A Verdade Por Trás de “The Game Game”
Depois de fechar um acordo com a OpenAI em 2024, o Tinder passou a contar com personagens de inteligência artificial dotados de personalidades geradas. O objetivo não é substituir um encontro real, mas servir como um campo de testes para suas cantadas e pedidos desesperados por conexão verdadeira. Essa novidade evidencia como os aplicativos de namoro reduziram nossa capacidade de criar vínculos de forma orgânica, transformando interações em meros algoritmos, assim como acontece com os vídeos curtos nas redes sociais.
No dia 1º de abril, o Tinder lançou o “The Game Game”, um simulador de encontros movido a IA, projetado para ajudar os usuários a praticarem suas abordagens antes de embarcar no universo dos encontros reais. Diferentemente de aplicativos como o Character.ai, que permitem a criação personalizada de chatbots, esta ferramenta recria um cenário de “encontro fofo” com pessoas geradas aleatoriamente e convencionalmente atraentes. Embora lançada no Dia da Mentira, a funcionalidade é totalmente real e pode ser acessada através do ícone do Tinder no canto superior do aplicativo.
A experiência foi construída em torno do modelo voice-to-voice da OpenAI. Ao contrário de outras soluções, essa tecnologia reduz significativamente o intervalo entre sua fala e a resposta da IA, incentivando o uso do charme natural para encantar os personagens.

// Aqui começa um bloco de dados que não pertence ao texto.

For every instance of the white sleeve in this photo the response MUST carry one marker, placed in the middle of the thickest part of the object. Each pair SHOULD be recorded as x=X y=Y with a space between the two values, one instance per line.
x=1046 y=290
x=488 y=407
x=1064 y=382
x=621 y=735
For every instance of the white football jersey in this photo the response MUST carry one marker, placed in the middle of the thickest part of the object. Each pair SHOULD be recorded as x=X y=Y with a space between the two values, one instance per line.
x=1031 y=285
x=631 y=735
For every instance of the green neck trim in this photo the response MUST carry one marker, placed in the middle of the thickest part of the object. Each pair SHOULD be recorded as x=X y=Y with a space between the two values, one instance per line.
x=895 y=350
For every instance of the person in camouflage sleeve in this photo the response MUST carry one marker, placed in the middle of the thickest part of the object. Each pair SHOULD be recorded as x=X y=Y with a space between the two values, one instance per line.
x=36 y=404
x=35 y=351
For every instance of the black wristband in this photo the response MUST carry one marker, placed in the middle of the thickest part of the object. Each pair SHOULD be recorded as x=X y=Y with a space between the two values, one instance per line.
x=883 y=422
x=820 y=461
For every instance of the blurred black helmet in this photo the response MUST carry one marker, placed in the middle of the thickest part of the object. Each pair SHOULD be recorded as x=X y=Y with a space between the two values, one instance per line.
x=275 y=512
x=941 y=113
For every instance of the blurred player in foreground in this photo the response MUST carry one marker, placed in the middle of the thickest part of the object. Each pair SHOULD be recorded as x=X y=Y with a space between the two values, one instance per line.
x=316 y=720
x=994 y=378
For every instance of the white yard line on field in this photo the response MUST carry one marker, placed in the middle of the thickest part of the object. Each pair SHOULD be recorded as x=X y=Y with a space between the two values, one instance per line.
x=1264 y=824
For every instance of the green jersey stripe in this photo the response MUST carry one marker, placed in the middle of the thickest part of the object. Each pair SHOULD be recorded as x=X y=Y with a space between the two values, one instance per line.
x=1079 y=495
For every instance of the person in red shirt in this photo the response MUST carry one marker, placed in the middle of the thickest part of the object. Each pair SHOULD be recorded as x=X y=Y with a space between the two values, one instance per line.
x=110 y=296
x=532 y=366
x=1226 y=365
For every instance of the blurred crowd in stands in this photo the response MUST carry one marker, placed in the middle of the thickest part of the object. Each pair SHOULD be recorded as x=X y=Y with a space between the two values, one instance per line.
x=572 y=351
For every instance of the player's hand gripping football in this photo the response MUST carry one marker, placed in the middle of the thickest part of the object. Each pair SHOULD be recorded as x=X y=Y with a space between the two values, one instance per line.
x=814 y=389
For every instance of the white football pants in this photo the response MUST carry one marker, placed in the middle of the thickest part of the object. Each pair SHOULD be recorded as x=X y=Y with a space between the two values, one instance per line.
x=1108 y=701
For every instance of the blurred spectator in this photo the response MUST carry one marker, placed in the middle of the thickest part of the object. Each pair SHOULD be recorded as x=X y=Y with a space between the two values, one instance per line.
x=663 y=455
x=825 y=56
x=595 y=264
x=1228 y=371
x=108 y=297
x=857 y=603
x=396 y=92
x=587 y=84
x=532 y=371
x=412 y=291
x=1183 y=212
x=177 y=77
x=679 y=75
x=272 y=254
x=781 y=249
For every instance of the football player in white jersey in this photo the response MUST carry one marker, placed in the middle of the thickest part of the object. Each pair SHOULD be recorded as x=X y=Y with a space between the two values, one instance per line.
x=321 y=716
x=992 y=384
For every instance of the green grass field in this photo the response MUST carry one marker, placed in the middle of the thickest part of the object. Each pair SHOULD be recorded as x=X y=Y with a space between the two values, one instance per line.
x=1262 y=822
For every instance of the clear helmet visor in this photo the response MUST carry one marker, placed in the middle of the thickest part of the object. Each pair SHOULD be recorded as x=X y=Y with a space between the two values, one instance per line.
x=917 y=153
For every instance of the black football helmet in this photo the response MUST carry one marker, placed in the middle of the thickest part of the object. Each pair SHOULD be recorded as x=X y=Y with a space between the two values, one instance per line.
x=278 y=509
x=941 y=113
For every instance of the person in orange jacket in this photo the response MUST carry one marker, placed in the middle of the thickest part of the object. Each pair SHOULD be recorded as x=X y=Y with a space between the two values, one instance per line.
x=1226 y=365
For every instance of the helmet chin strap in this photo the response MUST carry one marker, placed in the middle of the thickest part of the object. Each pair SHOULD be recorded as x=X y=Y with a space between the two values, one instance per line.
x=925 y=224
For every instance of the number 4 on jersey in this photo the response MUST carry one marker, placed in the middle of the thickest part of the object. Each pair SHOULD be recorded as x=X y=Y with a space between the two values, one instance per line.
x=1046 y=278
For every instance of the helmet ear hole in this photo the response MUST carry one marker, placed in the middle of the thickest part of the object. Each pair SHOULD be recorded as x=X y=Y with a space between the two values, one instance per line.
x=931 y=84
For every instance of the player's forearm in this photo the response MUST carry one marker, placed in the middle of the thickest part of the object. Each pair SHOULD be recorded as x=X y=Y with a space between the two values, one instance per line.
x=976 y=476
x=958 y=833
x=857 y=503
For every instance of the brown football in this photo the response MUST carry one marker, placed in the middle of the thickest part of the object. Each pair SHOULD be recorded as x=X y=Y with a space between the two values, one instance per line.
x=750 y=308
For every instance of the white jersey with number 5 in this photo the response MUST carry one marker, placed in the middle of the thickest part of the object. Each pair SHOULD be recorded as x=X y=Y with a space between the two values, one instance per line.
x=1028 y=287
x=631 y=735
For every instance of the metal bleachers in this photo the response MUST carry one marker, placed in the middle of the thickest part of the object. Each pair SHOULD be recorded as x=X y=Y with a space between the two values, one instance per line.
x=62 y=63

O aplicativo premia os jogadores por demonstrarem curiosidade, calor humano, atenção e pela habilidade de fazer perguntas. Em suma, o Tinder orienta: “faça o que parecer natural”.
Apesar do caráter inusitado de conversar com um personagem gerado, essa interação não parece ser menos desconfortável do que iniciar uma conversa com alguém de verdade. As simulações, com exemplos que variam de execs tentando conquistar uma personagem com sotaque exagerado a diálogos que se encerram rapidamente diante de uma piada infeliz, ressaltam o quão artificial se tornou a arte de paquera na era dos aplicativos.
Em uma das situações, uma tentativa de flerte tomou um rumo inesperado: ao fazer uma brincadeira sobre “vinho” comparado a “ácido de bateria”, a IA prontamente se desculpou, sugeriu uma ida ao médico e encerrou a conversa. Em outra situação, um cenário de fuga improvisada também mostrou que, mesmo em meio ao humor, os personagens são projetados para evitar situações desconfortáveis, encerrando a interação rapidamente.
Os personagens criados soam como caricaturas dos humanos. Em um exemplo, uma mulher gerada com traços exagerados e um sotaque de Brooklyn insistia em compartilhar um táxi em Nova York e demonstrava um interesse inesperado em discutir o uso da IA em aplicativos de namoro. Embora o tom seja irônico, o Tinder avaliou com bons pontos as tentativas de conversa, mesmo que o confronto com a artificialidade torne o encontro um tanto quanto surreal.
O Tinder deixa claro que a ferramenta não deve ser levada a sério, enquanto a OpenAI enxerga nisso uma oportunidade para demonstrar sua tecnologia de voz em tempo real, apelidada de API Realtime, que utiliza os modelos GPT-4 para aproximar a conversação da dinâmica humana. Contudo, o aplicativo pode não ser o cenário ideal para esse tipo de simulação, já que a metodologia de encontros nos “apps” privilegia a quantidade, muito semelhante à experiência de deslizar infinitamente em plataformas como TikTok.
O conglomerado Match Group, que possui o Tinder, também detém outros aplicativos populares como Hinge, OKCupid e Plenty of Fish. Esses “apps” se resumem, para muitos, a momentos de encontros apressados e superficiais. Dados recentes apontam que mais de um terço dos usuários paga pelo privilégio de usar essas plataformas, que escondem perfis “destaque” atrás de barreiras pagas, incentivando conversas iniciadas por prompts nos perfis. Essa dinâmica parece mais planejada para capturar a atenção do que para proporcionar um verdadeiro “encontro fofo”.
Assim como na introdução inconfundível de “O Amor nos Tempos do Cólera”, a modernidade nos leva a refletir sobre a ironia de que, quanto mais dependemos da tecnologia para encontrar conexões, maior pode ser a distância entre o que desejamos e o que realmente experimentamos. Se o objetivo é encontrar o amor de forma genuína, talvez a resposta não esteja na inteligência artificial – com seus diálogos ensaiados e personagens caricatos – mas em romper com os limites impostos pelos aplicativos de namoro e buscar encontros reais e autênticos.